In general, there are two types of stock brokerage firms:
Full service brokers: these offer you advise on what you should be buying, what not to buy, and when to buy. Most of them charge for their advice, and usually have a set quota to meet. So, take great care when listening to their advice. Plus, they might have a vested interest to sell a given security, since many IPOs are typically provided by full-service broker firms.
They also have a full-fledged research division that ideally searches and scrutinizes the market to find stocks that they are certain are going to move up. But you have to pay for the research, but there’s nothing wrong about it provided you’re aware of it.
Discount Brokers: these typically don’t provide any form of advice. They just execute orders. Under this category are the “Deep Discount Brokers” like E-Trade and Ameritrade, as well as the “Not So Deep Discount Brokers” such as Fidelity and Schwab. Aside from the access to their system and speed of execution, Discount Brokers are in many ways the same.
Type of Accounts
There are two main types of brokerage accounts:
- Cash Account
- Margin account
Cash account refers to the type of accounts that require cash up front, and the trading capacity of the user is limited to the amount of funds available in your account. Margin accounts are the kind of accounts that need cash up front, but the buying limit of the user is twice as much as the amounts of funds available in your account.
In the margin accounts, you can ideally borrow money from the broker to buy stocks. You then use the stock itself as the collateral. In order to Sell Short, you’re typically required to have a margin account. The interest charged on these account will vary based on the brokerage firm. Options can’t be bought on margin.

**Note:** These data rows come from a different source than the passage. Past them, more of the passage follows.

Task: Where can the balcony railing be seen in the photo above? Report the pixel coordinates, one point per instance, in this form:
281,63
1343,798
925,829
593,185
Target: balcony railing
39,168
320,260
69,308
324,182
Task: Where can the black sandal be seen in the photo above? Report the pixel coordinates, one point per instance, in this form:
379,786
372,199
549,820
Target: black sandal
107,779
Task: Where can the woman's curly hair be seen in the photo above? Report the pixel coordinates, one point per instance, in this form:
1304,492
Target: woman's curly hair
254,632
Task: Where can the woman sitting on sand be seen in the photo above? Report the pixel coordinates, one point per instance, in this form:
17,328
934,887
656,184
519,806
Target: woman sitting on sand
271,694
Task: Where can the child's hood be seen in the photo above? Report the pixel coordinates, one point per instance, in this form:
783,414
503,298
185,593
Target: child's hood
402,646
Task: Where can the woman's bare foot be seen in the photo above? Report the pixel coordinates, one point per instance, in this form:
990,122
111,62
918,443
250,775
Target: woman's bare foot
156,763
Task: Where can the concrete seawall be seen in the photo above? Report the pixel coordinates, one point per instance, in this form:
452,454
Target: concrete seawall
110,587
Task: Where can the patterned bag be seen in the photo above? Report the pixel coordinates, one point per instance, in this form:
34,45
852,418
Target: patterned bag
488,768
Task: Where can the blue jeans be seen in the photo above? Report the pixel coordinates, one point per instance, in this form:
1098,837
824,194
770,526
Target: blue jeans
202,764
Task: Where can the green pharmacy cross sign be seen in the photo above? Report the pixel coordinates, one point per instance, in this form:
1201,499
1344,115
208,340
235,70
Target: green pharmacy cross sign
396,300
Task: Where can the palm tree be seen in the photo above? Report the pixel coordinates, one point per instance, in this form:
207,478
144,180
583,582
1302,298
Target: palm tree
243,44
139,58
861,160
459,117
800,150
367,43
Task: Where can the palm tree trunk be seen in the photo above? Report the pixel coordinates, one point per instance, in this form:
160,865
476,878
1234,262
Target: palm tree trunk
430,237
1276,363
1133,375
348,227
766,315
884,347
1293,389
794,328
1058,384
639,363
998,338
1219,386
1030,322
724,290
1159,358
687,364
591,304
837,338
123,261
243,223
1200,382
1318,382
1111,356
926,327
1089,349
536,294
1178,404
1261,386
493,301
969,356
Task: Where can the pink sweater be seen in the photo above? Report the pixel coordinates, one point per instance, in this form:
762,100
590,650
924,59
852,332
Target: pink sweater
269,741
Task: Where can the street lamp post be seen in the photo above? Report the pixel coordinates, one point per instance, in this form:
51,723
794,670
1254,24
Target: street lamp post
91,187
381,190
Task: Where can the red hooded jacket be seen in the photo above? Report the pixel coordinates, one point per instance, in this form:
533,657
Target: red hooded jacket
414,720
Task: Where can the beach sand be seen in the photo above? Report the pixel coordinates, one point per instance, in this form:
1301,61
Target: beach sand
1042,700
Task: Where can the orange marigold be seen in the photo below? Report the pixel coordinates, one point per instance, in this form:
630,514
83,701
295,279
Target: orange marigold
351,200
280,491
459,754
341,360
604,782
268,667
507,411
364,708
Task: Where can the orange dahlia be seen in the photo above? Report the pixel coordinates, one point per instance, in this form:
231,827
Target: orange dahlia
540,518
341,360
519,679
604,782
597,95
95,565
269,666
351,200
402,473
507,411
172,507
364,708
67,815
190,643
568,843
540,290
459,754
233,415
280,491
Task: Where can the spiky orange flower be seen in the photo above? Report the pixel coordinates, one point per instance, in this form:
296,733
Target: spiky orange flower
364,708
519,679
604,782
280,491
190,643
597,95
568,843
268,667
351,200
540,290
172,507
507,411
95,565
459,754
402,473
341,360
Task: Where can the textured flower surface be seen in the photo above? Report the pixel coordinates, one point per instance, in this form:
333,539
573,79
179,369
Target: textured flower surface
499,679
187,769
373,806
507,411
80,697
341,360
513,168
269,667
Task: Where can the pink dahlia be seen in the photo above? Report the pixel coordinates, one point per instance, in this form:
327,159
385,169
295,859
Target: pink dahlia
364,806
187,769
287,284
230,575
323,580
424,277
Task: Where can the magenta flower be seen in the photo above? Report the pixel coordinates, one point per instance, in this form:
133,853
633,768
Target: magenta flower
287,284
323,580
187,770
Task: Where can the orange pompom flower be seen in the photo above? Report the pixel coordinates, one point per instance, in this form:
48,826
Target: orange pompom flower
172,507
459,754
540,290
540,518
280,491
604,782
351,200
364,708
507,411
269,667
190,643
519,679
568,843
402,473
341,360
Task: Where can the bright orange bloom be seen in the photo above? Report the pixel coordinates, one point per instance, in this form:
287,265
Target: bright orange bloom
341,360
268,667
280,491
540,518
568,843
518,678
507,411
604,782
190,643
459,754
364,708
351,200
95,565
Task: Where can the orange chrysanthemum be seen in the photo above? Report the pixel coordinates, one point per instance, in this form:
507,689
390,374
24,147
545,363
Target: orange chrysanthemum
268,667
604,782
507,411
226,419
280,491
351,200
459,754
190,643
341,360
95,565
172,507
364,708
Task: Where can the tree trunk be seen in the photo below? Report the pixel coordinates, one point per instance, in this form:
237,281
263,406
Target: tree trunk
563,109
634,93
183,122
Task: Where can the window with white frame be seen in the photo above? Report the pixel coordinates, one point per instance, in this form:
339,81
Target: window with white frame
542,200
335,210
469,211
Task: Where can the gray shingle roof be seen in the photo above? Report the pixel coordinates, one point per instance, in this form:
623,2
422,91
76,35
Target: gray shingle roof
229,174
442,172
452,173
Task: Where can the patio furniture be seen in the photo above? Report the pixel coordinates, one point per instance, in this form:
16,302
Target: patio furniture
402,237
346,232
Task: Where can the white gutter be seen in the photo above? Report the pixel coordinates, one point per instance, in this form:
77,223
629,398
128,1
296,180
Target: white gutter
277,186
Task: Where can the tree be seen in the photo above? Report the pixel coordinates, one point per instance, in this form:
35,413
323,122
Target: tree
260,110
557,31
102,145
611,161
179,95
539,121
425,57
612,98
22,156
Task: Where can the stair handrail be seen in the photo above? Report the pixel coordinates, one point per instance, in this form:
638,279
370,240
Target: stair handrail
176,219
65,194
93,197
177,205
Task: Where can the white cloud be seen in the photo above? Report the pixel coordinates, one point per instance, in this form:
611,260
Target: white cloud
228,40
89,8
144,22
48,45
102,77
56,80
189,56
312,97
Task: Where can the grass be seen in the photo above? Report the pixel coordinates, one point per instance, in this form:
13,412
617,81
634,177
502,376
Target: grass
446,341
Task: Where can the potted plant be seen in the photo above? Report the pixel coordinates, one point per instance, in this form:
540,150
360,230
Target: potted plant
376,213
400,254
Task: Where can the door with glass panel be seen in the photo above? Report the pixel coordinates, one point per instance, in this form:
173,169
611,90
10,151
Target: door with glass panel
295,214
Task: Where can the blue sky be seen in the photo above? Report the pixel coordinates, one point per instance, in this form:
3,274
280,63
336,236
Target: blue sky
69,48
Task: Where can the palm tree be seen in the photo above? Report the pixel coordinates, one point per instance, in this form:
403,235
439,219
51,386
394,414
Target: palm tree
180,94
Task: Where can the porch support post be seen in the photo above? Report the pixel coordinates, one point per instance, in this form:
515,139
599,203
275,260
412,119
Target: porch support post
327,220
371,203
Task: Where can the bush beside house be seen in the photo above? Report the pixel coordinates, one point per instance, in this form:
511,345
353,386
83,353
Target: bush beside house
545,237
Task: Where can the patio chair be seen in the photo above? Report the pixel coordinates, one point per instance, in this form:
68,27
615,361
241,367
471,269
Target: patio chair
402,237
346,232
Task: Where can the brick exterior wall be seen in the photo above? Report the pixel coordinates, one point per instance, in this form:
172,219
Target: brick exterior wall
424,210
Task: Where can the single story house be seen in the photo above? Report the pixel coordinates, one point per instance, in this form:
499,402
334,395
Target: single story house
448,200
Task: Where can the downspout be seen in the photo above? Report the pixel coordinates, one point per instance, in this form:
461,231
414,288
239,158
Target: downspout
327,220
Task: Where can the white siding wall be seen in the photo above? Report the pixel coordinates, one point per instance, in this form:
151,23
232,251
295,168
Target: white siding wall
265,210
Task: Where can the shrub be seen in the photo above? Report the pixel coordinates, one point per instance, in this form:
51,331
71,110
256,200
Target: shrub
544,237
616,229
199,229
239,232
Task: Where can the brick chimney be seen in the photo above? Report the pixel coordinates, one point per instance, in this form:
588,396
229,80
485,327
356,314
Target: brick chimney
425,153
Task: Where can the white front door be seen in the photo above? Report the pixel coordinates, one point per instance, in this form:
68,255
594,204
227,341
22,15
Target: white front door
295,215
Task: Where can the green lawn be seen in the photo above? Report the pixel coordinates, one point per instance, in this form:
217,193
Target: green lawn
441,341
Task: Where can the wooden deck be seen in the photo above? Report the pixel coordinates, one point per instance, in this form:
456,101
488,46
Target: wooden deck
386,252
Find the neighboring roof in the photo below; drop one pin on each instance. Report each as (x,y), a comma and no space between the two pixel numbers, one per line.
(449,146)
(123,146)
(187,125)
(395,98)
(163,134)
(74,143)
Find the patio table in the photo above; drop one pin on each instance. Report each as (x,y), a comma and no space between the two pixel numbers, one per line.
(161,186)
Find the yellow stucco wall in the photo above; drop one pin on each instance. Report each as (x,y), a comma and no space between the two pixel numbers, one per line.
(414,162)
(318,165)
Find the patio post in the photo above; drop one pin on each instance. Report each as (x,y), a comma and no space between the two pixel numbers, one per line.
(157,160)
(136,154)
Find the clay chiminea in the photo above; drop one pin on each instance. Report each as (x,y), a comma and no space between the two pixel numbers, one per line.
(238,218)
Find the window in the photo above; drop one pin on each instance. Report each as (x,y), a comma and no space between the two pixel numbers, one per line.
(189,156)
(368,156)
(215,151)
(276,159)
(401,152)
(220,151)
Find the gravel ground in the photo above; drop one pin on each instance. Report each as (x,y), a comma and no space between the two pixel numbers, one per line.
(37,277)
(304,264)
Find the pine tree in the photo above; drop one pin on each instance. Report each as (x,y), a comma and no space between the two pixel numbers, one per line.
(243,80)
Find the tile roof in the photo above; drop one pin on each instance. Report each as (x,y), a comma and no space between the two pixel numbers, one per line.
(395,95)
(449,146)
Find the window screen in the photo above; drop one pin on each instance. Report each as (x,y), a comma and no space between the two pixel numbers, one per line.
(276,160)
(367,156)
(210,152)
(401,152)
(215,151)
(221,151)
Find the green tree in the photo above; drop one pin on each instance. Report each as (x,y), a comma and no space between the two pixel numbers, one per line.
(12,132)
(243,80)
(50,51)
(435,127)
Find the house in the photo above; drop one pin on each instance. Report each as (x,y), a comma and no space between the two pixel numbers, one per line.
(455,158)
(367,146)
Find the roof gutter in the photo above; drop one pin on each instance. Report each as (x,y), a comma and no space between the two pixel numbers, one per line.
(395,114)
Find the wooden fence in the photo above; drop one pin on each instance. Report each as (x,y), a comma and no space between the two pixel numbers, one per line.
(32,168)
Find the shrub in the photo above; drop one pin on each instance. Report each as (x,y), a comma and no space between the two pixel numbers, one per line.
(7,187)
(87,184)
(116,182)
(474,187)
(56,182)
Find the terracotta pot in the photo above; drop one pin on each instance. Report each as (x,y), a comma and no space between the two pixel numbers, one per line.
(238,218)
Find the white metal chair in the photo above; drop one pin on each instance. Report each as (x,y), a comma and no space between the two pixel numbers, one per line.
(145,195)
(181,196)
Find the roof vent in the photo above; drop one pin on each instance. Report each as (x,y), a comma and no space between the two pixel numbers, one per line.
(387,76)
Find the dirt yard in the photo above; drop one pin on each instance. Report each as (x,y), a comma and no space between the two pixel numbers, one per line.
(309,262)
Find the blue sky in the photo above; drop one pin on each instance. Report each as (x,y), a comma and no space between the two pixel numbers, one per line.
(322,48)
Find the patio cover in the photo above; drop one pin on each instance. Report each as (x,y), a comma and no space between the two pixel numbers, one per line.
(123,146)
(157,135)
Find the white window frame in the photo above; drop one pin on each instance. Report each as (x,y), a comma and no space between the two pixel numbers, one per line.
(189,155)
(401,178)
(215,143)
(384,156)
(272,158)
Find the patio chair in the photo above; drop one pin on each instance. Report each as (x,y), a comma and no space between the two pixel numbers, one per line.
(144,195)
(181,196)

The Dos and Don’ts of Stock Trading
Rely on your own homework: collect as much information as possible on the stock you want to invest in. Don’t hesitate to contact the company and inquire from their Investor Relation Department their earnings, product details, and other relevant information.
After all, you are ideally planning to own a share of their company, and you have the right to know the details of what you’re buying. You’d be amazed at how many people are willing to spend more time to do research on a $400 laptop purchase than a $2,000 purchase of stocks.
- Investigate the Company before committing your money. This will increase your chances of getting your investment call right.
- Have patience once you’ve purchased a stock.
- Set an exit price of your own. In case you make a bad trade, just take your losses and move on. Don’t make the mistake of hoping that the stock will recover tomorrow. In most case, that tomorrow never comes.
- Don’t buy a stock just because someone offered a hot tip. In many cases, the ‘hot tip’ is just a ‘lukewarm tip’ at best.
- Don’t buy a stock just because a friend of a friend or someone you know made a lot of money on the stock. In most cases, you’ll end up losing your money.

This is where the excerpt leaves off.